The science news outlet stressed that since the participants were living their lives normally, and that the researchers were simply assessing two factors – alcohol consumption and COVID cases – they had no way of knowing if some other factor actually impacted their chances of not contracting coronavirus. The outlet stressed that while the scientists took steps to rule out the impact of such general factors as age, sex, and education level, they couldn't possibly rule all of them out.
Furthermore, the participants' alcohol preferences and consumption levels were studied only in the first weeks of the research and not throughout its length, meaning that some of their behaviours could have changed during the process – creating a great potential for error, the Science Alert pointed out. The data on alcohol consumption was reported by the participants themselves, raising questions about its reliability, the outlet added. As misreporting varies greatly between participants in these types of nutritional studies, It is hard to make corrections for it, the outlet stated.
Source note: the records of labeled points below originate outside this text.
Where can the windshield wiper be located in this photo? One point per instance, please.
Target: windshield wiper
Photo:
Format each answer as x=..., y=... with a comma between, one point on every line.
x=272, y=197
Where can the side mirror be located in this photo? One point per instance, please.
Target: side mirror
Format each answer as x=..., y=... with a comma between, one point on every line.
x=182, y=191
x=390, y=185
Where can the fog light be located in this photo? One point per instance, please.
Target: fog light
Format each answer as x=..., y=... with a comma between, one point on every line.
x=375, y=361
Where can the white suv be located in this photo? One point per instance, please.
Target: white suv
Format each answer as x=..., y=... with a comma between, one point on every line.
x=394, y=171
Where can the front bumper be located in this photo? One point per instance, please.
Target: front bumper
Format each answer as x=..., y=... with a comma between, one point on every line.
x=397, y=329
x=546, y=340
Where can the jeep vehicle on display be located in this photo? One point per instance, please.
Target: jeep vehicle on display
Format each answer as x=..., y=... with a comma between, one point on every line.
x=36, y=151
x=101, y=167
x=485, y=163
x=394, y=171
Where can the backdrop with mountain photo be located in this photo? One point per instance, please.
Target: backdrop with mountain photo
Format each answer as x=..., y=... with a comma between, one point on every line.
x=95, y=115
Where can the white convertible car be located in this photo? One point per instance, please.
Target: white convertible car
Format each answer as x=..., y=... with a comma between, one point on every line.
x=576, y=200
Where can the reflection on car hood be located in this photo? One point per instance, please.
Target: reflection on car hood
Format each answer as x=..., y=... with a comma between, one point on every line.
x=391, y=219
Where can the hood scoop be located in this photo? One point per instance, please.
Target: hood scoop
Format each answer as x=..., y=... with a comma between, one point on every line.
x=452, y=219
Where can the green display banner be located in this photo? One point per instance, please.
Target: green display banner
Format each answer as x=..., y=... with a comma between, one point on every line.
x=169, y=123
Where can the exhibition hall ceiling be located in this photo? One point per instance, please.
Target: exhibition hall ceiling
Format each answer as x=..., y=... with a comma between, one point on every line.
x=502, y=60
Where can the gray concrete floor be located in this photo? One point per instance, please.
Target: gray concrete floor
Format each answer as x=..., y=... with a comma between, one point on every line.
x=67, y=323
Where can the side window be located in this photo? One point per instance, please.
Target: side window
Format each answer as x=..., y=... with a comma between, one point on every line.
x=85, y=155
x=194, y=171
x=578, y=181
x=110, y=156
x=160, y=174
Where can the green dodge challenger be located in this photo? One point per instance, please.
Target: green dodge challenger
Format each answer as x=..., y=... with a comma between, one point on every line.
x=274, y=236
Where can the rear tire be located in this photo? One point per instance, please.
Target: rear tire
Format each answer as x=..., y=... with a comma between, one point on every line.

While red wine drinking could be a more pleasant way to protect oneself against coronavirus for at least some of us (if not many), it's hardly a go-to method even if the Chinese research is correct in its conclusions, the Science Alert notes. Not only did the level of COVID-19 infection not differ much between wine drinkers and non-drinkers, but the study also does not evaluate the tradeoffs of this method in terms of potential harm to health from continued and regular consumption of alcohol, the outlet elaborated. It seems that in the battle against the virus, we're left with just masks, social distancing and vaccines (for the time being at least).